The first step in creating a schema is making sure that your data is _parsable_. If your Dataframe contains crazy fragmented or unstructured data, it will most likely need to be cleaned before you continue. Check that your columns contain only data that can be parsed by the specified column types. 

There are several ways to define a schema--and even ways to run qBandas without specifying a schema directly--but the method I recommend most people use is creating a `schema.json` file. The syntax for this file is simple. Inside of curly braces, each column name is a key for a string value which takes the format `"<FID> <column type> <args>"`. 

`<FID>` specifies which column on QuickBase corresponds to which column in your Dataframe. Make sure the column types on QuickBase match the ones you specify. You can gather your FIDs by looking at the QuickBase table's schema. 

If your dataset is large, you may find the method `qb.fastSchema()` helpful for this step. 

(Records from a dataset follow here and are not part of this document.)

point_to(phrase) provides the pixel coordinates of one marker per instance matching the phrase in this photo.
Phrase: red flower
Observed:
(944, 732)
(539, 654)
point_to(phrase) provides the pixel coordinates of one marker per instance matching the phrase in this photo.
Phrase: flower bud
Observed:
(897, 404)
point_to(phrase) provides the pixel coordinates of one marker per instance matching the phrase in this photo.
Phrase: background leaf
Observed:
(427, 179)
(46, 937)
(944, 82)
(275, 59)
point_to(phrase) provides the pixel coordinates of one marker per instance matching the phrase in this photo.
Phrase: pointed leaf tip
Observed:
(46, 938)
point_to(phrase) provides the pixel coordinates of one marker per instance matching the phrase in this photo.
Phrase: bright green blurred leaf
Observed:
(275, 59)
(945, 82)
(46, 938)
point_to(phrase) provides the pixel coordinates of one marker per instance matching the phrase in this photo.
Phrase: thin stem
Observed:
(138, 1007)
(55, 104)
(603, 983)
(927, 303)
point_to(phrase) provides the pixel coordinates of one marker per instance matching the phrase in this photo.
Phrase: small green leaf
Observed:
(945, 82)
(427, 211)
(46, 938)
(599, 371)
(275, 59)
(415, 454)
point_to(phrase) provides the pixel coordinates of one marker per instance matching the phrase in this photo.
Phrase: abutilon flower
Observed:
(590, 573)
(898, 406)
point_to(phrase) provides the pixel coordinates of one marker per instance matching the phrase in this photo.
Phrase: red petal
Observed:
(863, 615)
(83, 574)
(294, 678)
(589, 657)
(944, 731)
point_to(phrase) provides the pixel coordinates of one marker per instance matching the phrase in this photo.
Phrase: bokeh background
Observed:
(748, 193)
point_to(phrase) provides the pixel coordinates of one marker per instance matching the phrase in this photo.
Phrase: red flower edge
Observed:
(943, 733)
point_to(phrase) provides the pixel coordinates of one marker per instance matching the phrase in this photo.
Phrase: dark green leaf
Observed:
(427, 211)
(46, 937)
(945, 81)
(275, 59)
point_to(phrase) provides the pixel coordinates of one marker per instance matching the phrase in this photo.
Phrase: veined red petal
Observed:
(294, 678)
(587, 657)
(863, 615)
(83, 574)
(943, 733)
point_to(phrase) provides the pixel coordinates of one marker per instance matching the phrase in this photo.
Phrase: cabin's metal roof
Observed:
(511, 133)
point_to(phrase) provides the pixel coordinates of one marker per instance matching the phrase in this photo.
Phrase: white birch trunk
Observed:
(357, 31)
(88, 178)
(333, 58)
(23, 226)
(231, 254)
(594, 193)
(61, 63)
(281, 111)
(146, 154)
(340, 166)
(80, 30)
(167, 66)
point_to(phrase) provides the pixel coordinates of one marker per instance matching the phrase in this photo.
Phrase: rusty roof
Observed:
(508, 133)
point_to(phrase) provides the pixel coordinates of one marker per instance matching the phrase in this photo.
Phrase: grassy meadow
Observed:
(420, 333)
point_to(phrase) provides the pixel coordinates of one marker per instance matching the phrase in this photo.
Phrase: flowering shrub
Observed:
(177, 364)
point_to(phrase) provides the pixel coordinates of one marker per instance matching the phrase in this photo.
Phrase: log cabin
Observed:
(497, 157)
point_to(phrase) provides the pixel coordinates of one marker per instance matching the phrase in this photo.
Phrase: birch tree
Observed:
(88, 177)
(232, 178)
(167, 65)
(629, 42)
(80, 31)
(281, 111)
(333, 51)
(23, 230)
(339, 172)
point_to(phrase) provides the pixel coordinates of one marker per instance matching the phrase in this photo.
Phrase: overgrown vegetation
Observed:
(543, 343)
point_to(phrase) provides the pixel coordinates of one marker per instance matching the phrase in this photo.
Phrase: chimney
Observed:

EDIT: New in version 0.0.4 is the ability to generate a `.json` schema file through the command line!

Here is what I got.

<div style="margin:0;"><b>schema.json</b></div>

```json
{
    "name": "6 text",
    "age": "7 numeric"    
}
```

I can read this schema into Python.

```python
schema = qb.read_schema('schema.json')
```

### 4) Sending the Data

Now that we have a dataset and a matching schema, we can transform the data into a format that the QuickBase API can understand. These last steps are the steps most likely to throw errors. The formatting of the data in these calls is somewhat spesific, so be sure to read any error messages carefully; they will tell you what is wrong.

In this call we create a list of payloads to send. The data is segmented into chunks to keep the requests under 10MB, the API's maximum request size. For data sets with less than 20,000 records, by default you will get get a single payload. If your data is decently wide you may still encounter problems hitting the maximum request size. In this case, adjust the kwarg `size` to keep each request size down. 

```python
payloads = qb.full_transform(df, schema)
```

The final step is to send your payloads to your QuickBase application. The code for this part offers alot of flexibility, but I will show the simplest option.

```python
for payload in payloads:
    r = qb.send_records(payload, dbid, hostname, agent, token)
    print(qb.pretty_str(r))
    r.raise_for_status()
```

We just loop through each payload and send it with the info we gathered earlier. 

That's it! As long as `r.raise_for_status()` doesn't throw an error, your records will be in your QuickBase application.